MAP (Mean Average Precision)
Think of it this way: Precision@K treats all positions equally, but users care more about the top results. Average Precision (AP) computes precision at every rank where a relevant document appears, then averages those values. A system that puts all relevant docs at the top gets a higher AP than one that scatters them throughout the list. MAP averages AP across multiple queries.
Worked Example
Ranked list: [R, N, R, N, R] with 4 relevant documents total in collection:
-
At rank 1 (relevant): P(1) = 1/1 = 1.00 → contributes 1.00
At rank 2 (not relevant): skip
At rank 3 (relevant): P(3) = 2/3 = 0.667 → contributes 0.667
At rank 4 (not relevant): skip
At rank 5 (relevant): P(5) = 3/5 = 0.60 → contributes 0.60 -
\(\text{AP} = \frac{1}{4}(1.00 + 0.667 + 0.60 + 0)\) = 0.567
The 4th relevant document was not retrieved in the top 5, so it contributes 0 to AP. This penalizes the system for missing it.
NDCG (Normalized Discounted Cumulative Gain)
Think of it this way: Not all relevant documents are equally good. A "highly relevant" document (score 3) is much more valuable than a "marginally relevant" one (score 1).
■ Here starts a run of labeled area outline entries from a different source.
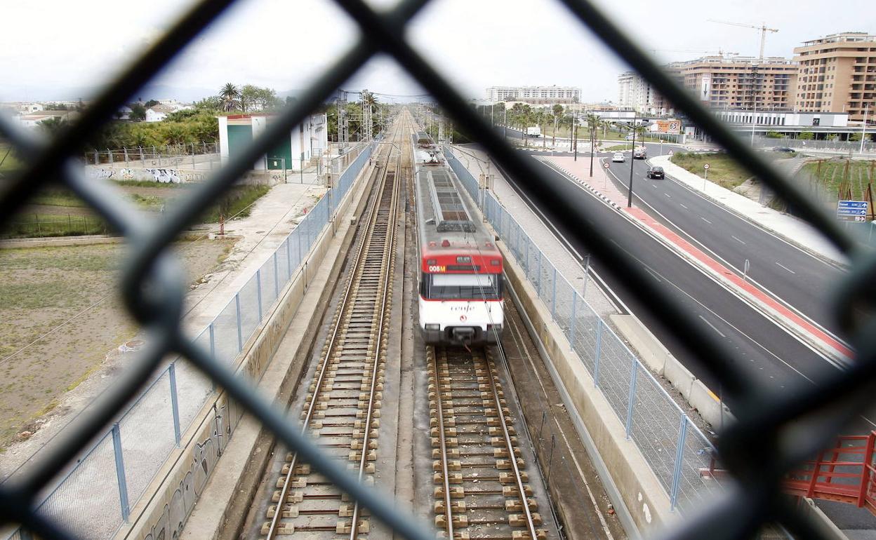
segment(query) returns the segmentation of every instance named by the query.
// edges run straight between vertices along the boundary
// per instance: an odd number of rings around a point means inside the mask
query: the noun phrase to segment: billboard
[[[670,120],[656,120],[654,123],[657,124],[657,133],[675,133],[678,134],[682,132],[682,121],[670,119]]]

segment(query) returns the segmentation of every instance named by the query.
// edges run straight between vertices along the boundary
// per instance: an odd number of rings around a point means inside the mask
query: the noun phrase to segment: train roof
[[[477,254],[501,259],[493,237],[443,158],[435,165],[418,164],[416,195],[420,250],[424,257]]]

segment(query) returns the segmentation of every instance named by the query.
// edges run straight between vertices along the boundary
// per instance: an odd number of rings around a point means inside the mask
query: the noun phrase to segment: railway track
[[[450,539],[546,538],[491,355],[427,347],[435,526]]]
[[[385,157],[376,204],[352,257],[301,412],[303,431],[325,454],[347,461],[360,480],[371,483],[401,184],[394,159],[389,151]],[[370,529],[367,512],[293,452],[286,456],[272,501],[261,527],[267,540],[295,533],[308,539],[337,535],[355,539]]]

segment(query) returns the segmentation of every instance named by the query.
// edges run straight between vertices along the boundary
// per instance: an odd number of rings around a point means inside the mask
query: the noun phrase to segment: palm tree
[[[222,99],[223,110],[234,110],[240,102],[240,89],[234,84],[226,82],[222,90],[219,90],[219,97]]]

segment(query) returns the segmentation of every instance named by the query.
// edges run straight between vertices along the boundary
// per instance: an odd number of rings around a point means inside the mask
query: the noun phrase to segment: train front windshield
[[[498,300],[501,274],[424,274],[423,297],[434,300]]]

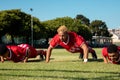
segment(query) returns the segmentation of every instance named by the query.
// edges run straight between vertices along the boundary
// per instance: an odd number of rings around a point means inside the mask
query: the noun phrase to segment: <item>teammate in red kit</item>
[[[4,59],[11,60],[13,62],[27,62],[28,58],[35,58],[37,55],[44,55],[46,57],[46,51],[36,50],[34,47],[28,44],[20,45],[0,45],[1,61]],[[42,57],[43,58],[43,57]]]
[[[81,52],[84,53],[84,62],[88,61],[88,46],[82,36],[77,35],[75,32],[68,32],[66,26],[60,26],[56,34],[49,42],[49,47],[46,55],[46,62],[49,62],[52,49],[57,45],[62,46],[71,53]]]
[[[120,64],[120,47],[111,44],[102,49],[104,63]]]
[[[88,53],[91,53],[93,60],[97,60],[96,51],[95,51],[93,48],[91,48],[91,47],[88,47],[88,48],[89,48]],[[83,51],[81,51],[80,53],[81,53],[81,54],[80,54],[79,58],[80,58],[80,59],[83,59],[83,55],[84,55],[84,54],[83,54]]]

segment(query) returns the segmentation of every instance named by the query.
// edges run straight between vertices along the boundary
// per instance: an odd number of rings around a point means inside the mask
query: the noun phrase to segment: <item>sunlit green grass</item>
[[[104,64],[101,49],[98,60],[83,63],[79,54],[54,49],[49,63],[30,59],[28,63],[0,63],[0,80],[120,80],[120,65]]]

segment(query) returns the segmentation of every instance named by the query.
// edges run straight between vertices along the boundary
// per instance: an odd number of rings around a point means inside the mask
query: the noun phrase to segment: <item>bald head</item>
[[[59,33],[59,32],[63,32],[63,33],[65,33],[65,32],[67,32],[68,31],[68,29],[67,29],[67,27],[66,26],[60,26],[58,29],[57,29],[57,32]]]

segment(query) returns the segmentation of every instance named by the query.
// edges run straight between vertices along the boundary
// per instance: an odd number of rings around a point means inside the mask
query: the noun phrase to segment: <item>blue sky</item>
[[[33,11],[30,11],[30,8]],[[90,21],[102,20],[109,29],[120,28],[120,0],[1,0],[0,11],[21,9],[40,21],[82,14]]]

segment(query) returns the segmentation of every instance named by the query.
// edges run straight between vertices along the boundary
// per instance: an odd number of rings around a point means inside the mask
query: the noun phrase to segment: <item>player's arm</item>
[[[108,58],[103,56],[104,63],[108,63]]]
[[[3,63],[4,62],[3,56],[0,56],[0,59],[1,59],[1,62]]]
[[[23,60],[24,63],[26,63],[28,61],[28,58],[29,58],[30,54],[31,54],[30,49],[27,49],[27,53],[26,53],[25,59]]]
[[[51,52],[52,52],[52,47],[49,46],[47,49],[47,54],[46,54],[46,62],[48,63],[50,61],[50,56],[51,56]]]
[[[87,62],[88,61],[88,46],[85,44],[85,43],[83,43],[82,45],[81,45],[81,48],[83,49],[83,53],[84,53],[84,62]]]

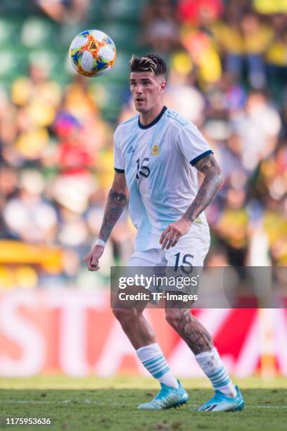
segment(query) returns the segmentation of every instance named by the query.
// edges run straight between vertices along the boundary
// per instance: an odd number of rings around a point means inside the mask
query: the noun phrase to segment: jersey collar
[[[141,122],[139,121],[139,120],[138,120],[139,127],[140,129],[149,129],[149,127],[153,127],[153,125],[155,125],[155,124],[156,124],[160,120],[160,118],[162,118],[162,116],[165,113],[165,111],[167,109],[167,108],[165,106],[161,110],[161,111],[160,112],[160,113],[158,114],[158,115],[156,117],[156,118],[155,118],[153,121],[152,121],[149,124],[147,124],[146,125],[144,125],[141,124]]]

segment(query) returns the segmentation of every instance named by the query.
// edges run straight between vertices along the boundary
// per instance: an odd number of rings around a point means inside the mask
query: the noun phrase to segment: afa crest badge
[[[160,152],[160,149],[158,147],[158,144],[153,144],[151,147],[151,154],[153,156],[158,156]]]

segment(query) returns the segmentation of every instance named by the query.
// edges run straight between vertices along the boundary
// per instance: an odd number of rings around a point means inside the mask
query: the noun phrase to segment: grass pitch
[[[287,379],[238,380],[246,406],[238,413],[191,411],[212,395],[208,382],[181,379],[189,403],[163,411],[137,411],[158,392],[157,382],[144,377],[75,379],[38,377],[2,379],[0,427],[24,430],[117,431],[167,430],[257,430],[286,429]],[[50,425],[8,425],[6,418],[50,418]]]

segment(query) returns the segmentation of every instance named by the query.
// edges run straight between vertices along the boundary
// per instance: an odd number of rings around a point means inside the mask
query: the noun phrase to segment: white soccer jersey
[[[115,170],[125,172],[129,215],[138,232],[135,249],[160,249],[162,232],[179,220],[196,197],[193,166],[212,153],[197,127],[174,111],[162,108],[149,125],[136,115],[120,124],[114,135]],[[189,232],[209,236],[204,213]]]

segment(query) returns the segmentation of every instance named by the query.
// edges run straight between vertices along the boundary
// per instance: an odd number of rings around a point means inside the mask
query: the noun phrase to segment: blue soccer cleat
[[[189,401],[189,395],[182,387],[179,380],[179,387],[170,387],[164,383],[160,383],[161,389],[158,395],[149,403],[139,404],[139,410],[163,410],[172,407],[179,407]]]
[[[237,394],[236,396],[228,396],[218,389],[215,389],[213,398],[208,401],[203,406],[196,408],[197,411],[238,411],[245,406],[244,400],[238,387],[235,387]]]

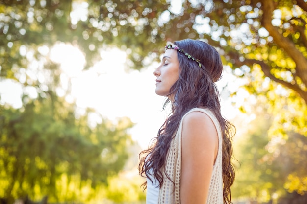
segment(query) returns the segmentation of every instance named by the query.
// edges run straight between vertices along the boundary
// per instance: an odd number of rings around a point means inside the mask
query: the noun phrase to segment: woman
[[[214,82],[220,57],[204,42],[186,39],[166,46],[154,71],[157,94],[171,114],[139,165],[147,204],[230,204],[234,180],[231,125],[222,116]]]

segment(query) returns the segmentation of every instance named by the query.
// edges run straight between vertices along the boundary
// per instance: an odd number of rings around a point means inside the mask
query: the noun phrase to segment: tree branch
[[[307,84],[307,60],[302,53],[295,47],[295,45],[289,39],[285,38],[279,32],[278,28],[272,23],[272,15],[276,8],[272,0],[261,0],[263,12],[261,23],[263,26],[273,37],[275,43],[283,48],[287,54],[292,58],[296,64],[296,71],[302,81]]]
[[[301,89],[299,86],[296,83],[292,84],[291,83],[286,82],[281,79],[276,78],[274,75],[273,75],[270,71],[270,67],[265,64],[263,61],[257,60],[253,59],[246,59],[244,61],[241,61],[239,60],[237,57],[234,57],[235,54],[234,53],[229,53],[229,55],[232,57],[232,59],[235,60],[235,64],[238,67],[241,67],[243,65],[247,65],[252,68],[253,65],[254,64],[257,64],[261,68],[261,70],[264,73],[265,76],[269,77],[272,80],[282,84],[284,86],[291,89],[292,90],[298,93],[301,97],[305,100],[305,102],[307,104],[307,93]],[[295,81],[295,79],[294,80]]]

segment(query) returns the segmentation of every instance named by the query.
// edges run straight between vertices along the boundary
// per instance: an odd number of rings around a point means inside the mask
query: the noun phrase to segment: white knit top
[[[189,113],[199,111],[207,114],[211,118],[218,136],[218,150],[215,163],[213,166],[207,204],[223,204],[223,177],[222,169],[222,137],[219,123],[214,114],[209,110],[196,108],[191,109],[181,119],[175,138],[171,142],[167,153],[165,166],[166,172],[175,185],[164,174],[164,181],[160,188],[159,204],[180,204],[180,181],[181,171],[181,134],[183,118]]]

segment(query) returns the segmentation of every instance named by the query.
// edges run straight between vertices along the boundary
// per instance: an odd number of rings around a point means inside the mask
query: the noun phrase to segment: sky
[[[66,54],[67,53],[70,54]],[[155,77],[153,72],[158,63],[153,62],[141,71],[127,70],[126,53],[110,48],[102,51],[101,61],[89,69],[83,70],[85,57],[76,47],[60,43],[50,49],[50,54],[51,60],[60,64],[62,71],[62,88],[57,90],[58,95],[64,95],[67,85],[71,82],[71,94],[66,96],[66,100],[76,101],[78,107],[77,111],[82,113],[87,107],[93,108],[103,117],[114,122],[121,117],[130,118],[135,123],[130,131],[132,138],[142,148],[148,147],[168,113],[162,111],[165,98],[156,95],[154,91]],[[229,69],[225,69],[223,78],[217,84],[222,93],[222,113],[230,119],[238,111],[231,103],[231,99],[223,93],[233,91],[240,85],[229,72]],[[227,90],[225,90],[226,85]],[[22,91],[21,85],[16,82],[9,80],[0,82],[0,103],[20,108]],[[35,91],[29,90],[28,92],[33,98],[36,96]],[[237,101],[236,104],[241,103],[243,101]],[[98,117],[93,115],[92,117],[93,121],[99,122]]]
[[[172,4],[173,12],[181,8],[177,8],[178,5]],[[86,14],[86,4],[74,6],[71,17],[72,23],[76,23]],[[114,122],[121,117],[130,118],[135,123],[130,131],[132,138],[142,148],[148,147],[168,114],[167,112],[162,111],[165,97],[156,95],[154,92],[155,77],[153,72],[158,63],[153,62],[140,71],[127,70],[126,53],[117,48],[107,48],[101,50],[101,60],[85,70],[84,56],[76,47],[61,43],[51,48],[42,46],[40,49],[41,53],[49,55],[51,60],[61,65],[62,87],[57,90],[58,95],[64,95],[68,85],[71,82],[71,94],[66,99],[69,102],[76,101],[77,111],[82,113],[87,107],[93,108],[103,117]],[[31,52],[26,52],[25,47],[21,48],[20,52],[22,55],[28,55],[26,57],[29,61],[33,59]],[[39,68],[38,63],[30,65],[30,67]],[[236,99],[235,105],[232,103],[232,99],[228,97],[227,93],[237,91],[243,82],[231,74],[230,68],[224,69],[224,77],[217,85],[221,93],[222,113],[230,119],[238,113],[238,107],[248,96],[241,91],[239,95],[242,97]],[[19,74],[22,76],[26,71],[21,69]],[[33,77],[40,80],[39,76],[34,74]],[[0,81],[0,103],[6,103],[15,108],[20,108],[22,105],[20,98],[22,91],[18,83],[2,80]],[[33,98],[37,96],[35,91],[30,88],[26,91]],[[91,117],[92,121],[100,120],[95,115]]]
NDCG handles this graded relevance and applies a logarithmic discount: the lower a document appears in the ranking, the less its relevance contributes. Finally, it normalizes by the ideal ranking to give a score between 0 and 1.
Worked Example
Ranked list with graded relevance: [3, 2, 0, 1, 2] at K=5:
-
DCG calculation at each position:
i=1: (2³−1)/log₂(2) = 7/1.00 = 7.00
i=2: (2²−1)/log₂(3) = 3/1.585 = 1.893
i=3: (2⁰−1)/log₂(4) = 0/2.00 = 0.00
i=4: (2¹−1)/log₂(5) = 1/2.322 = 0.431
i=5: (2²−1)/log₂(6) = 3/2.585 = 1.161 -
\(\text{DCG@5} = 7.00 + 1.893 + 0 + 0.431 + 1.161\) = 10.484
-
Ideal ranking: [3, 2, 2, 1, 0] → IDCG@5 = 7.00 + 1.893 + 1.161 + 0.431 + 0 = 10.484
-
\(\text{NDCG@5} = 10.484 / 10.484\) = 1.00
In this case the ranking was already nearly optimal (only the irrelevant doc at rank 3 wasn't ideal), leading to a very high NDCG. If we had placed the irrelevant doc at rank 1 instead, NDCG would drop substantially.
Interactive: Search Result Evaluator
Adjust the relevance scores for each search result and set the cutoff K. All IR metrics are computed live so you can see how relevance judgments and ranking affect each metric.
Summary: Choosing the Right Metric
| Metric | Type | Position-Aware? | Best For |
|---|---|---|---|
| Precision@K | Binary | No (only uses cutoff) | Quick quality check of top results |
| Recall@K | Binary | No (only uses cutoff) | High-stakes search (legal, medical, patent) |
| F1 Score | Binary | No | Balancing precision & recall trade-off |
| MAP | Binary | Yes (rewards top placement) | Overall system comparison (TREC standard) |
| NDCG | Graded | Yes (logarithmic discount) | Web search, learning-to-rank, multi-level relevance |
The progression from Precision to NDCG reflects increasing sophistication: first we ask "how many results are good?", then "are the good ones at the top?", and finally "how good are they, and are the best ones at the very top?" Choose the metric that matches your relevance model and what your users care about.